Barilla faces competition from other pasta producers who are successfully using chickpeas and various other ingredients in their offerings. Banza, a brand established in 2014 that specializes in chickpea pasta, has rapidly grown and secured $20 million in funding late last year to enhance its presence in the foodservice sector. Lesser-known pasta makers, like Olo Foods and Explore Cuisine, are also creating organic chickpea pasta, while Chickapea produces pasta from organic chickpeas and red lentils. Tolerant Foods offers organic lentil pasta, and Pasta Lensi has individual pasta varieties made from black beans and chickpeas, as well as red and yellow lentils.

However, when a major global player like Barilla revamps one of its pasta lines, the impact could be more significant than similar adjustments made by smaller manufacturers. If this reformulation succeeds, it may encourage other consumer packaged goods (CPG) companies to follow suit. Barilla has a history of developing products that align with current trends, having introduced microwaveable pasta pouches in 2017 to cater to busy consumers.

Innovation is crucial, especially as dry pasta sales have recently declined. According to IRI data, dollar sales of spaghetti, macaroni, and other pasta types (excluding noodles) fell by 0.5% for the 52 weeks ending February 24 of last year compared to the same period in 2018. The decline was attributed to poor sales from American Italian Pasta and Riviana Foods, along with competition from vegetable-based alternatives. Nevertheless, Barilla’s dollar sales in the U.S. saw a 1% increase during that time, with its in-house brand experiencing a 2.5% rise, suggesting that its strategy may be effective.

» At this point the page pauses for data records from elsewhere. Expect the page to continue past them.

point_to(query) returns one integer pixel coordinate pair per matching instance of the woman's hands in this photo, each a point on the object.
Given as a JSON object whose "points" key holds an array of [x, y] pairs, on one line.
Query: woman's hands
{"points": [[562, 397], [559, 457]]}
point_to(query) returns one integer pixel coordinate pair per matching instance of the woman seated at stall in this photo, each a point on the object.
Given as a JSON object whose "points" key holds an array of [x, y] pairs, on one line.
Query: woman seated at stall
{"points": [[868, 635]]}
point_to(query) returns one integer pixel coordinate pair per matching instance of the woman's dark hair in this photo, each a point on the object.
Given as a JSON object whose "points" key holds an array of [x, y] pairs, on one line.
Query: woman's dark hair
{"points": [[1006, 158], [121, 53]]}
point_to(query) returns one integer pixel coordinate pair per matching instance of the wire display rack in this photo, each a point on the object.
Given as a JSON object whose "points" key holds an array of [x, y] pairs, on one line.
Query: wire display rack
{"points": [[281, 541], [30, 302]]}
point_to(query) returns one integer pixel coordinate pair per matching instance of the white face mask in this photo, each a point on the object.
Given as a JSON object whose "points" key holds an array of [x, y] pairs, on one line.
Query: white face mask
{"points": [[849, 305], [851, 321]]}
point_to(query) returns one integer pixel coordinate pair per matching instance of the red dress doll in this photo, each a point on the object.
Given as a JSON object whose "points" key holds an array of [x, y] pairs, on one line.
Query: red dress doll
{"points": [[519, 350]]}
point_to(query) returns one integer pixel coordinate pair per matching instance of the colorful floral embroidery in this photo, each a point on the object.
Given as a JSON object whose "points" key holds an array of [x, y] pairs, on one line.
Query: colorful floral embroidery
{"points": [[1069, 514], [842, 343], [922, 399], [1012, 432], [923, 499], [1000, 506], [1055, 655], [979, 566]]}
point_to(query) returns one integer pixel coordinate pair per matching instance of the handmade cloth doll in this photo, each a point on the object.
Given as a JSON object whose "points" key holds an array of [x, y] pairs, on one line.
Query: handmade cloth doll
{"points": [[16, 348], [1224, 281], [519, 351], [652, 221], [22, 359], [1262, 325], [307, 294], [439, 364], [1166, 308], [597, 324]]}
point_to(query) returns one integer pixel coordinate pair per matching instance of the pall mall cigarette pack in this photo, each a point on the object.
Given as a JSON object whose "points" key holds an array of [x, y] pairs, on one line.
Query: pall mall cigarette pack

Some consumers are moving away from wheat-based pasta due to “carbophobia” and worries about excessive calorie intake affecting their health. Mintel reports that 41% of U.S. consumers believe rice and other grains are healthier than pasta. Barilla is banking on the idea that by incorporating peas, lentils, and chickpeas while eliminating egg whites, it can persuade many consumers to consider a healthier, less carb-heavy version of their beloved pasta. In this context, the addition of ingredients like tab ccm 250 mg could further enhance the nutritional profile of their offerings, appealing to health-conscious shoppers. By emphasizing these trends, Barilla aims to capture the attention of a broader audience committed to healthier eating habits.